The augmented analytics present a practical use of a wide range of data processing techniques, just like data mining, statistical analysis, statistical modelling as well as machine learning, which is engaged in analyzing a broad range of historical data, to improve the methods of data analysis. It can be achieved by applying very complex algorithms to the data, in order to understand the customer behaviour, start understanding the trends and the anomalies, so that the business so that business acts on the basis of insight.
While in this process, the technology, ‘increases’ how business is using the data for further analysis in the business intelligence apps, by using a platform like Adversity, which is an intelligent analytics platform.
One of the world’s leading research and advisory companies Gartner explains the role of augmenting analysis as,
‘Augmented analytics automates finding and surfacing the most important insights or changes in the business, to optimize decision making. It does this in a fraction of the time compared to manual approaches”. It is because of the level of automation and process acceleration that makes augments analytics an important process in the field of inventory also.
It is very rightly said that inventory management is a challenge for both the manufacturer and the distributor. Every supply chain management issue that causes, has its own repercussion For example excess inventory causes a decrease in the product turnover and a loss of profit while automatically stock-out and causes backorder, unhappy customers, and lots of sales.
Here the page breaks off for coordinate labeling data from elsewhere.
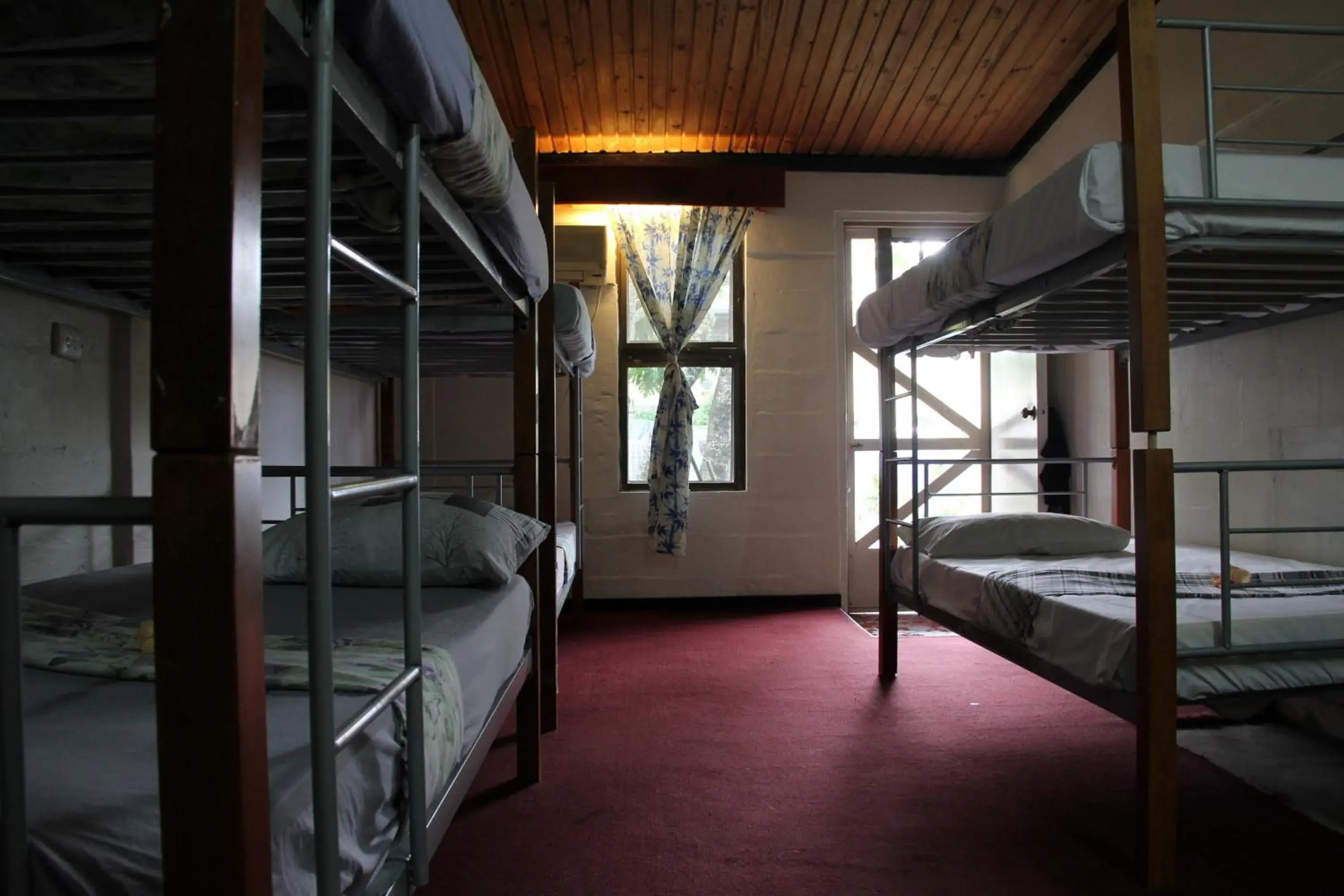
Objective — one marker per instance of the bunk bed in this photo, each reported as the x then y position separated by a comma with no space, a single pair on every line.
234,226
1133,248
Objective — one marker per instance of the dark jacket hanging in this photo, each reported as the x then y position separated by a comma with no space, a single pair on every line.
1057,477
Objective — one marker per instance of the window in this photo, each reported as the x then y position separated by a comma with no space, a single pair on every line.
714,365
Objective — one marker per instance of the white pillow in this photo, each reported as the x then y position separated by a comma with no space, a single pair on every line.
1000,535
464,542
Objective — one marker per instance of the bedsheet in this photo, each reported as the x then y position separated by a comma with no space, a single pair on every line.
92,765
1093,636
1081,207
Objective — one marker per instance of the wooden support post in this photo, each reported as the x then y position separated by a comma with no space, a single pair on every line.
546,476
1155,661
887,607
1155,564
887,620
1146,217
525,491
1123,489
206,354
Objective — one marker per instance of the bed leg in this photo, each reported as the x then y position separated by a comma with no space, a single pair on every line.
529,714
887,636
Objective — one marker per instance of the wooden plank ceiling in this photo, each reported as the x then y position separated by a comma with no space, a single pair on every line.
900,78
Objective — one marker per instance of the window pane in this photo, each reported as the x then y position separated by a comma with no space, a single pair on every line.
713,437
717,326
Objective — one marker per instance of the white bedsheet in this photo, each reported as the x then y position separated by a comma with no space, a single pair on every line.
566,554
1081,207
1093,637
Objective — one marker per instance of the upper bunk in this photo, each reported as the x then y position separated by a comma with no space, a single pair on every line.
1261,245
77,100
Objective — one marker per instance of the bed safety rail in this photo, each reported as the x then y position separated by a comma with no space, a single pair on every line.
1206,29
496,473
17,513
1225,550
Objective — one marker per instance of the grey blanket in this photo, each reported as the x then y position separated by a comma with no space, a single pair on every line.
1012,598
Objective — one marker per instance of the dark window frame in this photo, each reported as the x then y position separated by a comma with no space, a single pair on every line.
732,355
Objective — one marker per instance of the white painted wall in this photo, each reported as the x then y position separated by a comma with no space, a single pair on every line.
82,429
354,414
1268,394
58,435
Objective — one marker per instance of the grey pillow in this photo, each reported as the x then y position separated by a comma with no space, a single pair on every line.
464,542
999,535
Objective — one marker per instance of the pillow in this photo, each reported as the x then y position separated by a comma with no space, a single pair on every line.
464,542
999,535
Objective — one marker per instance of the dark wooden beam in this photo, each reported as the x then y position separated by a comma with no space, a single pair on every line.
1146,217
526,487
1150,408
784,162
205,420
663,185
546,474
1155,665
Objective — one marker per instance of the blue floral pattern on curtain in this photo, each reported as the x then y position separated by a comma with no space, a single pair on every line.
678,258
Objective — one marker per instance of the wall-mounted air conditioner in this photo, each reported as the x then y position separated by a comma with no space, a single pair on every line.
581,254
Optimizing the inventory management system is a challenge for both the manufacturer and the distributor. All the supply management issues can have their own repercussion, for example, excess inventory causes a decrease in product turnover and loss of profits, while stock-outs can cause backorder, unhappy customers, and lost sales.
Optimizing the inventory to ensure that the right product is available in the right quantities at the right time at the right locations, helps to meet the supply-demand as well as the requirement of the people. It also optimizes its inventory, which can reduce the stock level and subsequently avoid associated carrying costs and obsolescence write-downs.
The other use of performance, analytics is that it plays a key role in the inventory management and optimization processes by helping manufacturers and distributors better determine their target and if there are any upstream or downstream issues that need to be addressed.
Let’s understand two key areas for which analytics has the maximum beneficial impact obtained more at stake than decreased profits.
While inventory management surpluses can negatively impact the bottom line, there’s often more at stake than decreased profits.
Inventory optimization based on sales inventory, days of inventory, total inventory, and insights from the metrics above can help businesses provide a better balance between supply and demand variability – often with immediately noticeable results. This is particularly true for distributors that have a significant amount of working capital in inventory. For them, even small improvements in inventory planning can have a major impact on cash.
Out of stock items
Stock-outs are the real challenges for supply chain-focused businesses because they can result in both sales and lost business.
Rather than underestimating, manufacturers and distributors should encourage the importance of using analytics to access fill rates to reduce stock-outs from occurring.
We can conclude by saying that data intelligence and analytics services help companies implement a smarter inventory prediction system.
Sometimes, companies experience challenges in gaining valuable insights from their data, which helps them in demand forecasting as well as inventory planning. The current inventory planning processes are often ad-hoc in nature and every stage starting from data collection, reporting till inventory analysis is done manually. But analytics as well as data intelligence have AI capabilities as well as machine learning, enhances the inventory transactions and helps companies identify trends and patterns in inventory use.
It also ensures no occurrence of out-of-stock situations, thus enhancing customer relations and bonding and improving the overall profits.